A fantastic piece in this week’s always interesting US Advertising Age by Bob Garfield, entitled, Chaos Scenario 2.0
Here are some excerpts, but I really advise going to source on this. His basic thesis is that the advertising industry is still predicated on the mass audience and TV and it will not survive the transition to the new world. If this was Edelman or a web 2.0 zealot saying these things, you could apply the usual “they would say that wouldn’t they” discount, but he’s a writer for the trade publication of the US advertising and marketing industry. I may have missed it, but I don’t remember Campaign in the UK sticking their constituency in the eye in quite this sort of way.
And just in case the symbolism escaped you, don’t forget the first song that ever played on MTV: “Video Killed the Radio Star,” by the Buggles. Ironic, eh? But not as ironic as this: The latest thing the MTV generation has begun losing interest in is MTV, where ratings fell sharply last year. Short Attention Span Theater has changed venues and is now housed on YouTube. Online video is killing the video star. Over at MTV Networks, the layoffs began in February.
The 30-second is dead! Long live the three-second!
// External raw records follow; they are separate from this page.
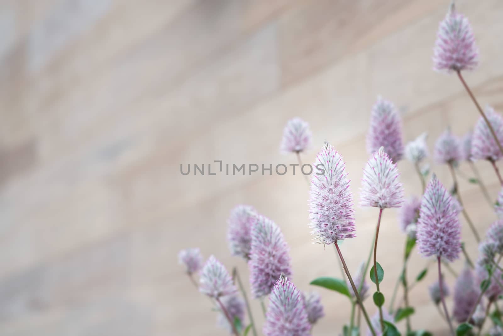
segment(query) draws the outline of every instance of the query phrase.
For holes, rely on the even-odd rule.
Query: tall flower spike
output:
[[[398,170],[383,147],[374,153],[363,169],[360,205],[381,209],[399,208],[403,187],[398,182]]]
[[[501,143],[503,142],[503,117],[489,105],[485,107],[485,115]],[[496,161],[503,156],[487,124],[482,117],[479,118],[473,129],[471,154],[475,160],[493,161]]]
[[[185,265],[187,273],[191,275],[201,269],[203,265],[203,256],[199,248],[187,248],[179,252],[178,263]]]
[[[225,267],[211,256],[203,266],[199,278],[199,291],[215,299],[232,295],[237,290]]]
[[[252,230],[252,252],[248,263],[252,293],[256,298],[267,295],[282,273],[292,273],[288,246],[280,228],[259,215]]]
[[[428,133],[425,132],[414,140],[407,144],[405,148],[405,157],[412,163],[419,163],[428,157],[428,146],[426,138]]]
[[[257,213],[253,207],[239,205],[230,212],[227,220],[227,239],[232,255],[249,259],[252,248],[252,227]]]
[[[454,286],[453,316],[459,323],[466,320],[476,304],[480,291],[475,284],[473,274],[468,266],[460,274]]]
[[[311,325],[301,294],[284,274],[269,296],[264,333],[266,336],[308,336]]]
[[[367,135],[367,150],[369,154],[384,147],[395,163],[403,156],[402,121],[393,103],[380,97],[370,112],[370,128]]]
[[[471,70],[477,66],[478,58],[471,26],[468,19],[456,11],[453,3],[437,33],[433,68],[447,72]]]
[[[283,130],[280,150],[283,154],[299,153],[311,146],[311,131],[309,125],[300,118],[288,120]]]
[[[330,245],[355,237],[353,195],[343,157],[325,141],[314,166],[309,199],[310,227],[314,239]]]
[[[225,310],[232,321],[238,318],[241,321],[242,325],[246,325],[244,323],[244,301],[237,295],[229,295],[222,298],[222,304],[225,307]],[[217,323],[222,328],[226,329],[229,333],[232,333],[232,326],[223,312],[219,312]]]
[[[310,292],[302,294],[302,299],[304,300],[304,305],[307,313],[307,320],[311,325],[325,316],[323,306],[321,305],[321,299],[317,293]]]
[[[437,163],[457,164],[461,160],[460,142],[449,128],[441,135],[435,143],[434,156]]]
[[[400,228],[413,239],[415,239],[421,208],[421,200],[415,196],[411,196],[404,202],[398,213]]]
[[[461,251],[461,227],[452,197],[433,174],[421,201],[417,245],[424,257],[440,256],[449,261]]]

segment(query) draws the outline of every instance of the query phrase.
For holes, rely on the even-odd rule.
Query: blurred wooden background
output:
[[[302,176],[182,176],[180,165],[295,163],[279,146],[286,121],[298,116],[314,136],[304,162],[329,141],[347,161],[358,204],[378,95],[402,111],[405,140],[427,130],[431,149],[448,125],[462,135],[478,118],[456,77],[432,70],[448,3],[0,1],[0,333],[225,334],[177,254],[200,247],[246,279],[225,239],[238,204],[281,227],[301,290],[315,277],[340,276],[331,247],[311,243]],[[483,104],[501,111],[503,2],[458,7],[481,52],[467,81]],[[495,197],[491,167],[477,166]],[[418,194],[411,165],[399,168],[406,193]],[[445,167],[432,168],[451,185]],[[483,233],[494,214],[476,185],[463,180],[460,188]],[[342,246],[353,270],[366,257],[377,214],[356,208],[358,237]],[[384,212],[379,240],[388,302],[405,239],[396,213]],[[427,262],[413,254],[411,280]],[[412,323],[443,334],[426,291],[435,278],[432,270],[412,291]],[[338,334],[349,304],[316,290],[326,316],[314,334]],[[260,326],[260,305],[252,306]]]

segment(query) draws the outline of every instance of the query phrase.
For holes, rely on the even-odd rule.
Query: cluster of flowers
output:
[[[425,163],[429,152],[427,135],[424,133],[414,140],[404,144],[402,122],[399,114],[391,102],[379,98],[372,108],[370,127],[367,136],[367,151],[370,157],[363,168],[361,182],[360,206],[379,209],[376,234],[372,248],[373,262],[370,279],[376,291],[373,296],[379,308],[376,315],[368,316],[363,301],[370,296],[370,286],[366,280],[370,258],[362,262],[356,276],[351,276],[339,249],[338,242],[356,236],[353,195],[350,180],[346,172],[342,156],[325,142],[316,156],[314,166],[323,165],[322,174],[313,174],[309,182],[309,227],[315,242],[323,245],[334,245],[343,266],[346,280],[334,290],[349,296],[354,311],[358,307],[367,324],[367,333],[376,335],[400,334],[394,323],[406,319],[407,335],[431,334],[423,329],[414,331],[410,316],[413,309],[408,302],[409,288],[405,276],[407,261],[411,250],[416,244],[419,253],[430,258],[438,265],[438,280],[429,287],[432,301],[439,308],[441,315],[448,325],[452,335],[481,334],[484,322],[490,316],[493,325],[490,335],[503,335],[501,316],[497,301],[503,294],[503,269],[499,262],[503,258],[503,190],[494,200],[480,178],[473,162],[486,160],[494,169],[500,181],[496,162],[503,157],[503,118],[490,106],[485,111],[466,85],[461,71],[474,69],[477,64],[478,51],[473,34],[466,17],[451,6],[441,23],[434,51],[434,69],[443,72],[455,72],[472,98],[481,114],[473,132],[462,138],[446,129],[437,140],[433,151],[435,161],[447,165],[451,173],[453,187],[448,190],[435,174],[429,181],[427,178],[430,167]],[[285,128],[280,147],[283,153],[295,153],[300,161],[300,153],[311,145],[311,133],[307,122],[299,118],[289,120]],[[399,182],[396,163],[405,158],[413,165],[422,183],[421,197],[404,199],[404,190]],[[481,241],[478,233],[465,209],[457,184],[458,166],[469,163],[482,192],[500,219],[496,220]],[[381,217],[385,209],[400,208],[399,223],[406,234],[405,253],[401,280],[404,290],[404,305],[392,311],[395,292],[391,308],[383,307],[384,296],[380,290],[383,270],[376,260],[378,238]],[[461,243],[460,215],[462,214],[472,234],[479,242],[476,262],[471,261]],[[302,293],[292,282],[289,249],[280,228],[273,221],[259,214],[253,207],[239,205],[233,209],[228,221],[229,247],[233,255],[242,257],[249,271],[249,283],[254,298],[269,298],[269,305],[264,306],[266,322],[263,328],[266,336],[305,336],[310,335],[313,325],[324,315],[320,296],[314,292]],[[454,307],[452,314],[445,298],[451,291],[448,288],[442,267],[450,269],[449,263],[458,258],[461,253],[466,265],[457,277],[453,291]],[[187,249],[180,252],[179,258],[186,272],[199,291],[209,296],[219,311],[220,325],[236,336],[248,332],[257,336],[257,328],[249,309],[245,291],[235,268],[232,276],[214,256],[204,263],[198,249]],[[418,281],[424,276],[418,276]],[[199,272],[198,284],[193,275]],[[312,284],[333,289],[337,286],[326,285],[337,283],[337,279],[324,278]],[[328,279],[327,280],[326,279]],[[237,283],[240,291],[238,294]],[[339,283],[340,285],[340,283]],[[441,307],[442,304],[442,307]],[[492,308],[493,313],[490,313]],[[244,327],[245,314],[249,323]],[[352,313],[349,327],[343,329],[344,336],[361,334],[355,325]],[[452,315],[453,319],[451,319]],[[453,319],[459,324],[453,325]]]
The refugees — audience and marketers alike — flee to the internet. There they encounter the second, and more ominous, Chaos component: the internet’s awkward infancy. The online space isn’t remotely developed enough — nor will it be anytime soon — to absorb the advertising budgets of the top 100 marketers, to match the reach of traditional media or to fulfil the content desires of the audience.
How long it will be before order is restored is anybody’s guess. What is certain is that the Brave New World, when it emerges, will be far better for marketers than the old one. What is nearly as certain is that many existing ad agencies and some media agencies will be left behind. And the reason they will be left behind is their stubborn notion that they can somehow smoothly transition to a digital landscape.
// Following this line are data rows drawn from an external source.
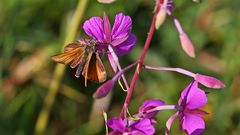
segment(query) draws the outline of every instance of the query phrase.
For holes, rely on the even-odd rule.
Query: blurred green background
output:
[[[81,0],[80,0],[81,1]],[[37,134],[35,126],[49,92],[56,63],[51,56],[61,52],[68,35],[67,26],[78,5],[77,0],[1,0],[0,1],[0,134]],[[240,1],[203,0],[196,4],[191,0],[175,0],[173,13],[196,47],[196,58],[189,58],[181,49],[177,31],[171,18],[154,33],[148,65],[181,67],[192,72],[211,75],[222,80],[221,90],[202,89],[210,92],[209,102],[203,109],[206,135],[240,134]],[[113,24],[116,13],[132,17],[132,31],[138,40],[134,50],[120,58],[121,65],[134,62],[139,57],[151,24],[154,0],[117,0],[113,4],[100,4],[88,0],[77,36],[85,37],[84,20],[92,16],[109,15]],[[71,27],[71,25],[70,25]],[[104,64],[112,72],[106,58]],[[134,69],[126,73],[131,80]],[[105,134],[102,116],[108,117],[121,111],[125,93],[120,86],[102,100],[94,100],[92,94],[100,84],[74,77],[75,70],[66,66],[53,106],[48,109],[49,118],[43,134],[88,135]],[[174,72],[142,70],[130,104],[131,114],[146,99],[156,98],[168,104],[176,104],[180,92],[192,78]],[[50,97],[51,98],[51,97]],[[158,114],[156,134],[164,134],[165,122],[174,111]],[[177,121],[171,134],[179,131]]]

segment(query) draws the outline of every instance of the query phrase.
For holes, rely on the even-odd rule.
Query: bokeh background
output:
[[[132,17],[132,31],[138,40],[134,50],[120,58],[121,65],[136,61],[143,48],[151,24],[154,0],[117,0],[112,4],[100,4],[97,0],[1,0],[0,1],[0,134],[1,135],[88,135],[105,134],[102,110],[108,117],[121,111],[125,93],[119,85],[102,100],[94,100],[92,94],[100,86],[74,77],[75,70],[66,66],[63,77],[56,80],[51,56],[62,51],[68,29],[79,2],[85,8],[73,39],[85,37],[84,20],[92,16],[109,15],[113,23],[116,13]],[[203,109],[206,135],[240,134],[240,1],[203,0],[196,4],[191,0],[174,0],[173,13],[196,47],[196,58],[189,58],[181,49],[177,31],[171,18],[155,31],[149,53],[148,65],[181,67],[192,72],[211,75],[222,80],[226,87],[220,90],[200,86],[208,93],[209,102]],[[78,13],[81,14],[81,13]],[[106,58],[104,64],[109,78],[112,71]],[[131,80],[133,69],[126,73]],[[60,87],[50,94],[50,83],[55,79]],[[192,78],[174,72],[142,70],[130,104],[131,114],[146,99],[162,99],[176,104],[180,92]],[[53,92],[54,93],[54,92]],[[48,96],[47,96],[48,95]],[[52,105],[47,106],[48,100]],[[45,109],[43,109],[45,106]],[[47,107],[46,107],[47,106]],[[40,112],[49,114],[46,124],[40,120]],[[157,134],[164,134],[165,122],[174,111],[158,114]],[[43,115],[44,116],[44,115]],[[42,118],[42,117],[41,117]],[[36,123],[43,124],[37,129]],[[179,131],[178,122],[171,134]]]

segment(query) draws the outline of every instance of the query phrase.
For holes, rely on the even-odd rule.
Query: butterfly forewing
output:
[[[82,46],[77,43],[72,43],[65,47],[64,53],[53,56],[52,60],[62,64],[71,63],[71,67],[75,68],[81,61],[81,58],[83,57],[84,54],[84,50],[85,46]]]
[[[93,53],[91,55],[84,67],[83,76],[95,82],[104,82],[106,80],[106,71],[98,54]]]
[[[84,41],[68,44],[63,53],[53,56],[52,59],[55,62],[69,64],[71,68],[77,67],[75,76],[79,77],[82,74],[85,86],[87,79],[104,82],[107,75],[99,55],[95,52],[95,43]]]
[[[98,54],[96,54],[96,69],[97,69],[97,75],[98,75],[99,82],[104,82],[107,79],[107,74],[106,74],[104,65]]]

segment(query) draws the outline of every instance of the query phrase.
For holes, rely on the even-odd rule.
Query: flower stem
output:
[[[151,113],[154,111],[161,111],[161,110],[182,110],[182,107],[178,105],[161,105],[146,111],[146,113]]]
[[[160,3],[163,3],[163,0],[159,0]],[[122,107],[122,111],[120,113],[120,117],[126,117],[127,115],[127,108],[128,108],[128,105],[129,105],[129,102],[131,100],[131,97],[132,97],[132,93],[133,93],[133,90],[134,90],[134,86],[136,84],[136,81],[139,77],[139,72],[143,66],[143,60],[148,52],[148,49],[149,49],[149,46],[150,46],[150,43],[151,43],[151,40],[152,40],[152,36],[153,36],[153,33],[154,33],[154,29],[155,29],[155,24],[156,24],[156,16],[157,16],[157,13],[159,11],[159,8],[160,8],[160,4],[157,4],[156,5],[156,9],[154,11],[154,16],[153,16],[153,19],[152,19],[152,24],[150,26],[150,29],[149,29],[149,32],[148,32],[148,36],[147,36],[147,39],[145,41],[145,44],[144,44],[144,48],[143,48],[143,51],[140,55],[140,58],[138,60],[138,66],[135,70],[135,73],[133,75],[133,78],[132,78],[132,81],[131,81],[131,84],[130,84],[130,88],[129,90],[127,91],[127,96],[125,98],[125,101],[124,101],[124,105]]]
[[[72,20],[70,21],[68,28],[67,28],[67,35],[65,38],[64,45],[73,42],[76,35],[77,35],[77,30],[79,27],[79,24],[82,20],[85,8],[87,6],[88,0],[79,0],[77,9],[73,15]],[[60,82],[64,73],[65,66],[64,65],[56,65],[54,69],[54,75],[53,79],[49,85],[49,90],[48,93],[45,97],[44,103],[43,103],[43,108],[41,112],[38,115],[37,122],[35,125],[35,134],[36,135],[42,135],[44,134],[44,131],[46,129],[47,123],[48,123],[48,118],[49,118],[49,113],[51,112],[51,108],[54,104],[56,95],[59,90]]]
[[[175,71],[175,72],[178,72],[178,73],[181,73],[181,74],[193,77],[193,78],[196,76],[195,73],[192,73],[192,72],[187,71],[182,68],[159,67],[159,66],[149,66],[149,65],[144,65],[144,68],[151,69],[151,70],[161,70],[161,71]]]

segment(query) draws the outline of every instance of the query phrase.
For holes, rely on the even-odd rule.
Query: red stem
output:
[[[158,0],[158,2],[163,3],[163,0]],[[127,92],[127,96],[126,96],[126,99],[124,101],[122,111],[120,113],[120,117],[122,117],[122,118],[125,118],[127,116],[127,108],[128,108],[129,102],[130,102],[131,97],[132,97],[134,86],[135,86],[136,81],[139,77],[139,72],[140,72],[140,70],[142,69],[142,66],[143,66],[143,60],[144,60],[144,58],[145,58],[145,56],[148,52],[148,48],[149,48],[151,40],[152,40],[152,36],[153,36],[154,30],[155,30],[156,16],[157,16],[157,13],[159,11],[160,4],[157,4],[156,6],[157,7],[156,7],[155,12],[154,12],[151,27],[149,29],[148,36],[147,36],[147,39],[145,41],[143,51],[142,51],[141,56],[138,60],[138,66],[137,66],[137,68],[135,70],[135,73],[133,75],[133,78],[132,78],[132,81],[131,81],[131,84],[130,84],[130,88]]]

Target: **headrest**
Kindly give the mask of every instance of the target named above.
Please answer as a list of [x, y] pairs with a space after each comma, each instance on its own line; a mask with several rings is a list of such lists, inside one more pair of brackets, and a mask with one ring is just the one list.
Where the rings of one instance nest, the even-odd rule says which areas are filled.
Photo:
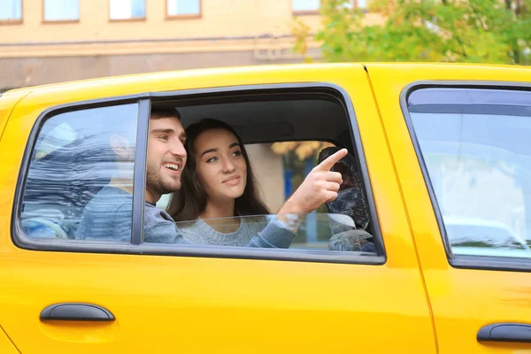
[[[338, 147], [323, 149], [319, 154], [319, 163], [340, 150]], [[341, 173], [343, 182], [337, 193], [337, 198], [326, 203], [327, 210], [329, 213], [348, 215], [354, 220], [356, 228], [366, 229], [369, 224], [369, 212], [356, 158], [349, 153], [330, 171]]]

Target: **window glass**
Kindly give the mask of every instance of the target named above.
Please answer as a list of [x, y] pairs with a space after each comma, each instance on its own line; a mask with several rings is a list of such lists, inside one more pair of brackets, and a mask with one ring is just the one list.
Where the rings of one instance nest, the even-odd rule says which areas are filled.
[[0, 1], [0, 21], [22, 19], [22, 0]]
[[320, 0], [293, 0], [294, 12], [316, 12], [320, 6]]
[[24, 189], [27, 236], [129, 242], [137, 116], [131, 104], [44, 121]]
[[531, 93], [430, 88], [409, 110], [453, 253], [531, 258]]
[[79, 0], [44, 0], [45, 21], [66, 21], [79, 19]]
[[145, 18], [145, 0], [111, 0], [111, 19]]
[[[193, 220], [178, 220], [175, 223], [178, 233], [182, 235], [185, 242], [200, 245], [268, 247], [267, 242], [279, 242], [279, 244], [275, 244], [276, 248], [375, 253], [373, 236], [366, 232], [368, 210], [359, 189], [349, 190], [345, 188], [345, 193], [337, 199], [355, 202], [349, 204], [348, 208], [337, 208], [336, 204], [322, 204], [308, 214], [275, 214], [318, 165], [319, 152], [327, 149], [335, 149], [335, 145], [319, 141], [246, 144], [245, 150], [252, 168], [255, 188], [259, 200], [266, 208], [266, 212], [229, 218], [200, 217]], [[212, 154], [212, 158], [216, 158], [214, 155], [216, 154]], [[201, 167], [196, 165], [196, 168], [199, 170]], [[249, 173], [249, 167], [247, 168]], [[236, 168], [233, 174], [238, 174], [241, 171], [241, 167]], [[347, 180], [348, 173], [340, 172]], [[217, 181], [219, 173], [224, 173], [220, 170], [209, 170], [209, 176], [197, 173], [194, 178], [202, 181], [203, 182], [198, 183], [204, 186]], [[357, 173], [357, 171], [352, 173]], [[357, 177], [360, 178], [360, 175], [357, 174]], [[187, 180], [186, 173], [183, 180]], [[183, 181], [181, 188], [190, 186]], [[219, 191], [213, 190], [216, 189], [215, 187], [210, 189], [205, 189], [209, 196], [223, 192], [222, 189]], [[157, 206], [167, 210], [173, 216], [172, 196], [163, 196]], [[362, 209], [365, 212], [360, 212]], [[352, 212], [353, 211], [356, 212]], [[287, 243], [283, 240], [283, 237], [289, 237], [286, 236], [286, 229], [295, 235]], [[146, 230], [144, 234], [149, 235], [150, 231]]]
[[201, 0], [167, 0], [168, 16], [199, 15]]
Mass advertising flourished in the world of mass media. Not because it was part of God’s Natural Order but because the two were mutually sustaining. You’ve read the Ten Commandments; not one of them is “Thou shalt finance hour-long dramas” — nor is there a word in there about scale. So why assume that either must transition to the new model? Not only is it economically nonsensical, it squanders the very nature of the digital universe, the ability to speak with — not to, but with — the narrowest communities and individuals themselves.